To: honbarrsedd4za@yahoo.co.in
PROPOSAL FOR URGENT ASSISTANCE
Dear Sir: I must solicit your confidence in this transaction. I am a high placed official with the Department of Finance Affairs in Lagos, Nigeria. I and two other colleagues are in need of a silent foreign partner whose bank account we can use to transfer the sum of $18,000,000. This are monies left by a barrister who died tragically in a plane crash last year. . .
Sound familiar? Congratulations. You have been selected to become a mugu, an expression African con artists use to describe the targets of their e-mail scams. But they drew a bead on the wrong guy when they started spamming Steve H. Graham. Like many Internet users, Graham eventually got tired of receiving mugu mail and decided to fire back at his wannabe swindlers.
Armed with a scathing sense of humor, Graham quickly turned the tables on his tormenters—with side-splittingly hilarious results. Whether he's referring to his fictional lawyer Biff Wellington, complaining about the injury he received while milking a lactating sloth, or offering the Preparation H helpline as his phone number, Graham—using aliases such as Wile E. Coyote, Barney Rubble, and Herman Munster—offers proof that spamming the spammers is the best revenge.

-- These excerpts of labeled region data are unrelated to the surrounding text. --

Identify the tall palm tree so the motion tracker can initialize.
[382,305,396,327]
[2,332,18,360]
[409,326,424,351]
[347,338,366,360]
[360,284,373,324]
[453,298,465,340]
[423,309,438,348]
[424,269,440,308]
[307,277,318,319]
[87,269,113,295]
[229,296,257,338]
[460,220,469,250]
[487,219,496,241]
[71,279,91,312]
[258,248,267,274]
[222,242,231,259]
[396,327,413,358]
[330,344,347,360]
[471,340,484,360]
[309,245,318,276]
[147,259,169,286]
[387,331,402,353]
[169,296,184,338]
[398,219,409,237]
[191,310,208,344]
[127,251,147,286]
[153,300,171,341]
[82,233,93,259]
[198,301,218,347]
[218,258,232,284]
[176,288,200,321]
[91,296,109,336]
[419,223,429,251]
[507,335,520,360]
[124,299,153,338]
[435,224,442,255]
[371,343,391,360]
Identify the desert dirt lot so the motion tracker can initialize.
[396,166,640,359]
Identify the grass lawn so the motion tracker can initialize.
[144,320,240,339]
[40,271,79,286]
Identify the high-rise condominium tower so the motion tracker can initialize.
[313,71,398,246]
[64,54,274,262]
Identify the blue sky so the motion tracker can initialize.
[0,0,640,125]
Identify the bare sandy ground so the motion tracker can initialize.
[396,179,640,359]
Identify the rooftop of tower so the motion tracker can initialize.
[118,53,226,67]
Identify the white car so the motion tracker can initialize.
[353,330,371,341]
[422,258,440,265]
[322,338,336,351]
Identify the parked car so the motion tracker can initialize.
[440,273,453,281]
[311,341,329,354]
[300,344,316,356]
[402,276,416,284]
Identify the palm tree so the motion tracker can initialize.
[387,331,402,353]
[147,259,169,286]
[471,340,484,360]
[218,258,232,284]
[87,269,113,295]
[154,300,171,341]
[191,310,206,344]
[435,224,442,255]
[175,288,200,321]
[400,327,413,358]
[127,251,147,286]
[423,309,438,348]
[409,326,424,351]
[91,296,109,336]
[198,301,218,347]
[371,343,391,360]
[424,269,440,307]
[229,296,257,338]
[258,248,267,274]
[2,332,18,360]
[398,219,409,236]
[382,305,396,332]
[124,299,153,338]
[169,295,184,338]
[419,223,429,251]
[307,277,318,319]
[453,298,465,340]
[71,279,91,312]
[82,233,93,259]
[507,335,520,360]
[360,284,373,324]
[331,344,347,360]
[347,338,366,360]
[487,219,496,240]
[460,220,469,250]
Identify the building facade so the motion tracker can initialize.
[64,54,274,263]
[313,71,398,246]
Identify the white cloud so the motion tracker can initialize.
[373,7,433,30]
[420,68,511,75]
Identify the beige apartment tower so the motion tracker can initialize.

Steve H. Graham is a retired attorney. Since childhood, he has been fighting for truth, justice, and free movie passes. For each copy sold of this book, he will donate 100 percent of the proceeds to himself. He is also the author of the cookbook Eat What You Want and Die Like a Man. He lives in Miami.
PUBLISHERS WEEKLY
Most of the internet-using public has by now received at least one unsolicited e-mail from someone in Africa (or elsewhere), offering a too-good-to-be-true, get-rich-quick scheme. According to author and retired attorney Graham (Eat What you Want and Die Like a Man), the stupidity of Americans has turned Lagos, Nigeria into "an upscale suburb full of spam mansions." Turning the tables, Graham replies to these malicious e-mailers with invented aliases and crazy stories that only a hapless, gullible schemer would believe: signing his emails with names like Barney Rubble, Graham tells his correspondents that he wants to "sell chia pets in erotic shapes" and "open Nevada's first drive-thru brothel for seniors." It's a funny premise-after all, it served three volumes of Ted Nancy's Letters from a Nut well enough-but Graham's humor often falls flat, and the back-and-forth e-mails quickly blend together. Amid juvenile, occasionally scatological humor, Graham provides middling comic anecdotes about himself and his family (such as his cousin, bit by a mongoose). At times, he's gleefully offensive, as in an unfunny commentary about midgets, taking on the persona of Adolph Hitler and describing one spammer as "not the brightest candle on the Kwanzaa menorah." While the idea of messing with spammers might entice, Graham's approach isn't for everyone.